Prendre en compte les spécificités des personnes en difficulté avec l’écrit
Depuis trois ans, Lire et Écrire a décidé de faire campagne non pas sur le terrain strict du droit à l’alphabétisation mais d’élargir son propos à des réalités socioéconomiques plus larges (le marché de l’emploi, les politiques d’activation de l’État social actif,…) car celles-ci ont des retombées très préoccupantes sur les conditions de vie des publics les plus fragilisés, dont les personnes analphabètes. L’objectif de ces dernières campagnes était d’expliquer en quoi les doubles identités – être activé et analphabète, être en recherche d’emploi et analphabète, être en formation et analphabète – peuvent être aliénantes, complexifient la donne et multiplient les injustices.
Pour Lire et Écrire, les politiques d’activation ne tiennent pas compte des difficultés spécifiques des publics qu’elle accueille, qui sont souvent sanctionnés à plusieurs niveaux : par les organismes publics qui prennent en charge les demandeurs d’emploi, mais aussi par le déficit d’emplois peu qualifiés, le manque d’offres de formation en alphabétisation et, lors de l’embauche, l’augmentation sans cesse croissante des exigences en matière de compétences sans rapport avec le travail demandé, particulièrement pour les métiers les moins qualifiés.
La nécessité d’un accompagnement individualisé doit prendre la forme d’une prise en compte des difficultés et des besoins particuliers des publics de l’alphabétisation : difficultés face aux aspects écrits de la recherche d’emploi, difficultés à accéder à la validation des compétences professionnelles sans passer par l’écrit, sentiments d’angoisse et d’humiliation devant la complexité croissante des procédures administratives, etc.

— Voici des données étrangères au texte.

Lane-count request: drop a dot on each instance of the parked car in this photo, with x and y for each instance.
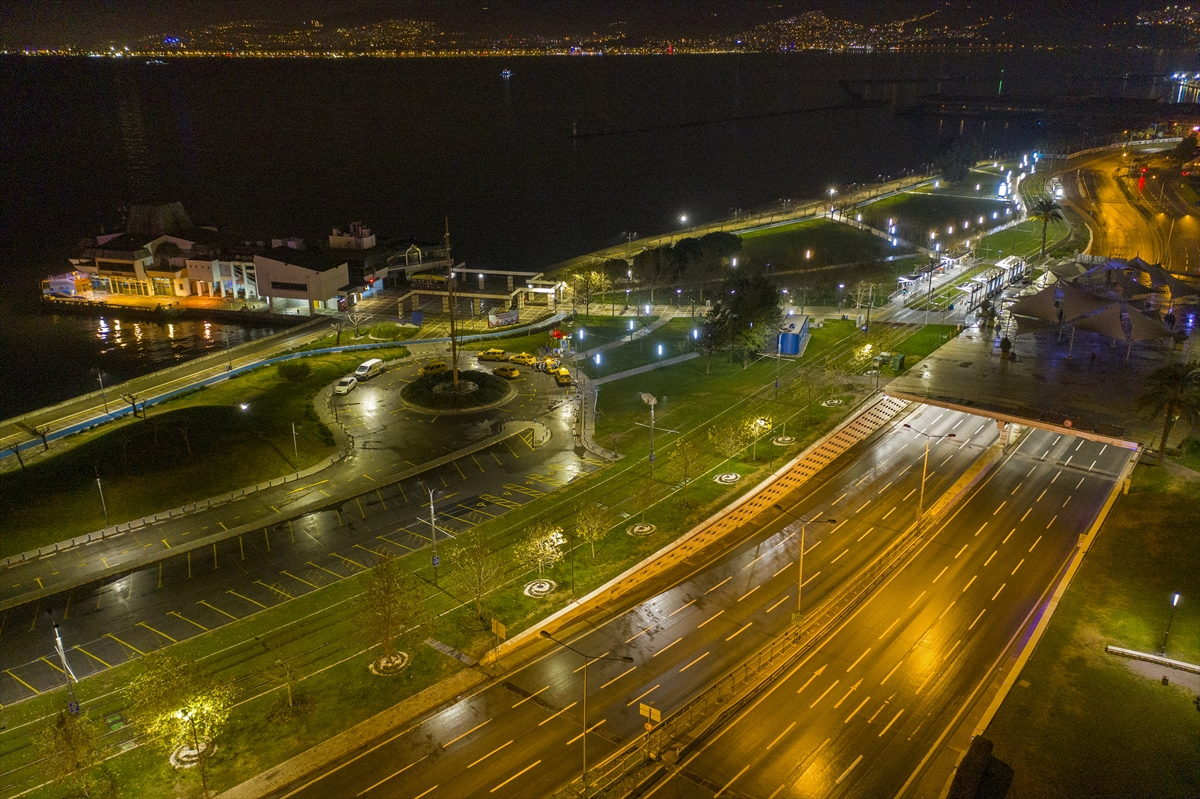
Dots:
(432, 367)
(507, 372)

Or Lire et Écrire constate qu’au contraire les dispositifs actuels se caractérisent par des exigences toujours plus lourdes en matière de preuves écrites, par des contrôles basés davantage sur la menace de la suspension des allocations que sur une démarche de soutien, par la signature de contrats d’activation sans que les personnes aient bien compris ce à quoi elles s’engagent. Dans un contexte de chômage structurel et de déficit de l’offre de formation, ces mesures relèvent non de l’accompagnement mais d’une politique discriminatoire pour les personnes en difficulté avec les savoirs et compétences de base (lire, écrire, calculer, s’exprimer dans la langue du pays).
Une politique de mobilisation et non d’agitation stérile
Lire et Écrire insiste sur la nécessité de développer l’offre de formation, d’augmenter les moyens matériels alloués aux opérateurs de terrain, d’adapter les aides à la recherche d’emploi et d’accroitre la durée des formations en fonction des besoins des personnes pour leur permettre d’accéder à des emplois qualifiés. C’est uniquement en allant dans ce sens, et non dans celui d’une plus grande culpabilisation des chômeurs, qu’une action décidée de la part de nos responsables politiques serait efficace et souhaitable.